An example of such a question is “What is the chance that less than 50% of the Earth is covered in water?” This question can be answered using samples of the posterior:

Show code

prob = np.sum(posterior, where=p_grid < 0.5)
print(f"Pr(p < 0.5) = {prob:.4f}")

Pr(p < 0.5) = 0.1719

Using the grid-approximation method, we see that 17% of the posterior distribution is below 0.5.

Since grid-approximation is generally not practical, it’s useful to see that a similar result can be achieved directly from the samples of the posterior:

Show code

prob_from_samples = np.sum(p_sample < 0.5) / len(p_sample)
print(f"Pr(p < 0.5) = {prob_from_samples:.4f}")

Pr(p < 0.5) = 0.1809

The takeaway here is that sampling from the posterior is both efficient and effective.

3.2.2: Intervals of defined mass

Sometimes you want to know the “bottom 25%” or “middle 50%.” These are intervals of defined mass.

Percentile intervals are an example of intervals of defined mass:

Show code

lower_bottom25 = np.quantile(p_sample, 0)
upper_bottom25 = np.quantile(p_sample, 0.25)
print(f"Bottom 25%: ({lower_bottom25:.4f} ,{upper_bottom25:.4f})")

Bottom 25%: (0.1221 ,0.5395)

Show code

lower_middle50 = np.quantile(p_sample, 0.25)
upper_middle50 = np.quantile(p_sample, 0.75)
print(f"Middle 50%: ({lower_middle50:.4f} ,{upper_middle50:.4f})")

Middle 50%: (0.5395 ,0.7387)

You can also compute the highest posterior density interval (HPDI), which captures the interval with the highest posterior probability.
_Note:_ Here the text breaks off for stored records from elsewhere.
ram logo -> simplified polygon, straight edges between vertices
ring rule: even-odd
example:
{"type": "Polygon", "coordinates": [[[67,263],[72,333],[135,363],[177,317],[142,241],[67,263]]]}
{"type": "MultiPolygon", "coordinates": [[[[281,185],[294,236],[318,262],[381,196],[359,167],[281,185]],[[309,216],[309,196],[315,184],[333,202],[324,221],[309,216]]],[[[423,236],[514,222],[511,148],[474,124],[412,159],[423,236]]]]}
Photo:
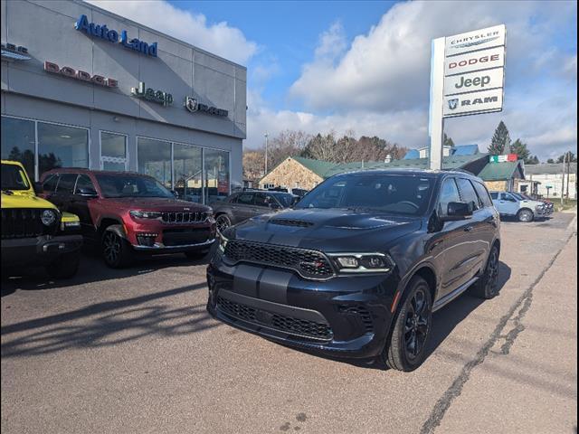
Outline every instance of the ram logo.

While percentile intervals are evenly spaced around the point estimates, HPDI’s are not necessarily so.

Show code

hpdi_50 = az.hdi(p_sample, hdi_prob=0.50)
print(f"50% HPDI: ({hpdi_50[0]:.4f} ,{hpdi_50[1]:.4f})")

50% HPDI: (0.5746 ,0.7698)

3.2.3: Point estimates

There are several types of point estimates useful in Bayesian analysis.

The parameter with the highest posterior probability is the maximum a posteriori (MAP) estimate.

Show code

map_p = p_grid[np.argmax(posterior)]
print(f"MAP: {map_p:.4f}")

MAP: 0.6667

This can be achieved on the samples from the posterior as well.

Show code

map_p_sample = st.mode(p_sample)[0]
print(f"MAP (sampled): {map_p_sample:.4f}")

MAP (sampled): 0.6286

Of course, mean and median are also available point estimates.

Show code

print(f"mean: {np.mean(p_sample):.4f}")
print(f"median: {np.median(p_sample):.4f}")

mean: 0.6351
median: 0.6446

The choice of estimate is yours!

One way to compare the point estimates is to use a loss function, which determines the cost of any one point estimate. It is important to note that different loss functions imply different estimates, so it is best to consider multiple. Absolute loss implies the posterior median and quadratic loss implies the posterior mean.

3.3: Sampling to simulate prediction

Simulating data and scenarios using a model has several benefits:

Model design
Model checking
Software validation
Research design
Forecasting

3.3.1: Dummy data

Your can “run simulations” directly on the posterior by sampling it:

Show code

# run 100 simulations
size = 100
n = 9
p = 0.71
samples = st.binom.rvs(n=n, p=p, size=size)
fig, ax = plt.subplots(1, 1)
ax.hist(samples, bins=7, edgecolor="black")
ax.set_title(f"Results from {n} globe tosses ({size} simulations)")

Text(0.5, 1.0, 'Results from 9 globe tosses (100 simulations)')

3.3.2: Model checking

Model checking involves two parts:

Ensuring the model properly fit
Ensuring the model’s usefulness

3.3.2.1: Did the software work?

One way to check model fit is through retrodictions, which involve using the original source data to generate predictions, and checking the resulting data for likeness.

3.3.2.2: Is the model adequate?

In this step, the goal is to determine how the model fails to describe the data, keeping in mind that all models are false.

Information loss is so incredibly tempting when evaluating model adequacy. The allure of a point estimate like rmse (“Look, boss! Number down!”) is almost inescapable.

Not in Bayesian analysis. Bayesian analysis utilizes the entire posterior, for not only all observations, but all samples also. If we use the entire posterior, we lose no information.

When you take the full information of the parameters, and propagate it through to the full information of the observations, you arrive at the posterior predictive distribution, illustrated in the animation from Lecture 2.